Dundee is Scotland's 4th largest city and has a reputation for being its sunniest one! Dundee has a long history of being an important trading point. It has some beautiful architecture and has a rich heritage, having been the home of many notable people.
Paisely is dominated by its remarkable architecture, the most striking example being Paisley Abbey. Other grand buildings abound throughout the town testifying to Paisley's supreme importance as a major centre for textile manufacturing.
Birthplace of Scotland's famous poet Robert Burns, and set amid breathtaking coastline scenery, Ayr stands with its imposing castle perched on the edge of the Firth of Clyde. The famous Ayr Racecourse draws huge numbers of visitors throughout the year, especially during the Scottish Grand National in April.

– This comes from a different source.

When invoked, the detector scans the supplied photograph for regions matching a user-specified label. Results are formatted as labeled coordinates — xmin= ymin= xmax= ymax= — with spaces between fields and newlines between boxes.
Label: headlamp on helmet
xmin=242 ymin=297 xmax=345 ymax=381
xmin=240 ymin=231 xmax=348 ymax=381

Inverness, capital of the Scottish Highlands, is the northernmost city in the UK. The city is famous for its beautiful scenery and architecture and draws large numbers of tourists and walkers from across the UK and abroad.
Sometimes refered to as 'The Fair City', Perth is a beautiful and ancient town with a rich heritage as the former capital of Scotland. Perth is built around the River Tay and has many unusual and notable buildings and relics, some of which date back nearly a thousand years.

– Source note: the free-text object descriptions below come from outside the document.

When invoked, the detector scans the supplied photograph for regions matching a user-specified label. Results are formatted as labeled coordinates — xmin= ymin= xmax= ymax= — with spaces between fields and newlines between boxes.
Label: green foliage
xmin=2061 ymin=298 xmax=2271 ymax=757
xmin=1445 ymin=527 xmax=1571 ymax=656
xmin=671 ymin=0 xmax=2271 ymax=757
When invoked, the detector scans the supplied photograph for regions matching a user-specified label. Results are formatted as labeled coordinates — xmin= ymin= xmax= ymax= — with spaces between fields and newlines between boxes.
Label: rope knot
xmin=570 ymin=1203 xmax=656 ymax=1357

Striding the banks of the River Forth, and dominated by the imposing Stirling Castle, Stirling takes its name as the 'Gateway to the Highlands' from its position on the outermost reaches of the Scottish Lowlands
Strategically positioned between Glasgow and Ayr, Kilmarnock has a long history of industrial importance, with diverse manufacturing from textiles and carpets to locomotives and valves, and even the world famous whisky Johnnie Walker. Its industrial heritage is today evidenced by its great many historic and listed buildings.